Once you have identified the application you want to analyze, you have to download and install it on your target device. If you need to download the application from Google Play, we recommend to use apkeep (not installed by default on PiRogue).

Finally, to install the application, run the following command:

adb install <APK file>

If your application contains multiple APKs (like in XAPK), use the command adb install-multiple <list all apks>.

Don’t launch the application.

Instrument and intercept

Once the application to be analyzed is installed on your Android device, connect your device to the PiRogue Wi-Fi network and run the following command:

sudo pirogue-intercept-gated -o <path to the output directory>

Adapt the command according to your output directory of choice. Once started and showing Waiting for data, manually launch the application you want to analyze.

Command capturing TLS traffic

Now, interact with the application freely. When you are done interacting with the app, hit Ctrl+C on your keyboard to stop interception.
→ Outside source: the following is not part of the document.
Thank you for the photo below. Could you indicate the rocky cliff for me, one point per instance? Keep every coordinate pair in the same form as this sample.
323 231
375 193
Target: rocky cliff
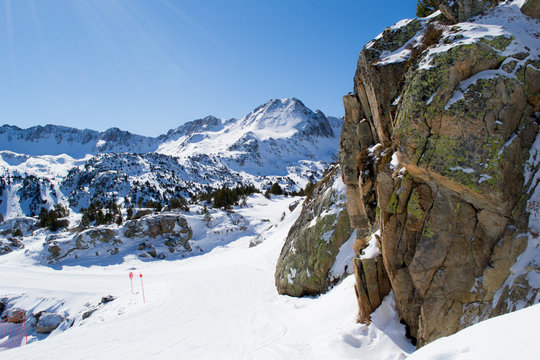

Make sure that the application you want to be analyzed is not running in background. You can, for example, force stop it in Settings > Apps, select the application and click on Stop.

Decrypt the traffic

If we run the previous command with sudo, we have to fix the permissions of generated files by running:

chown -R pi:pi <path to the output directory>

Then enter the output directory with:

cd <path to the output directory>
Command fixing file permissions

Next, we generate a PCAPNG file containing both the TLS keys and the captured traffic:

editcap --inject-secrets tls,sslkeylog.txt traffic.pcap decrypted.pcapng

Next, we export the decrypted traffic in JSON:

tshark -2 -T ek --enable-protocol communityid -Ndmn -r decrypted.pcapng > traffic.json
Command decrypting TLS traffic

Finally, to view the decrypted traffic, run:

pirogue-view-tls -i traffic.json -t socket_trace.json
Command displaying TLS traffic


The display of the stack trace has been added to pirogue-cli in version 1.0.5. Be sure to upgrade your PiRogue.

If you face any issue, join the Discord channel to get help.

Generated files

The commands pirogue-intercept-single and pirogue-intercept-gated generate the following files:

  • aes_info.json contains all AES and RSA encryption/decryption operation with both cleartext and cyphertext
  • device.json contains various information about the device such as IMEI, Android version
  • experiment.json contains timing information such as the start and end date of the experiment
  • screen.mp4 contains the video recording of the device’s screen
  • socket_trace.json contains the stack trace of all operations on sockets (open, close, read, write…)
  • sslkeylog.txt contains the TLS encryption keys in the NSS key log format
  • traffic.pcap contains the entire network traffic captured during the experiment

NB: you can open the PCAP file with Wireshark and specify the key log file in Settings > Protocols > TLS. This way, Wireshark will automatically decrypt TLS traffic.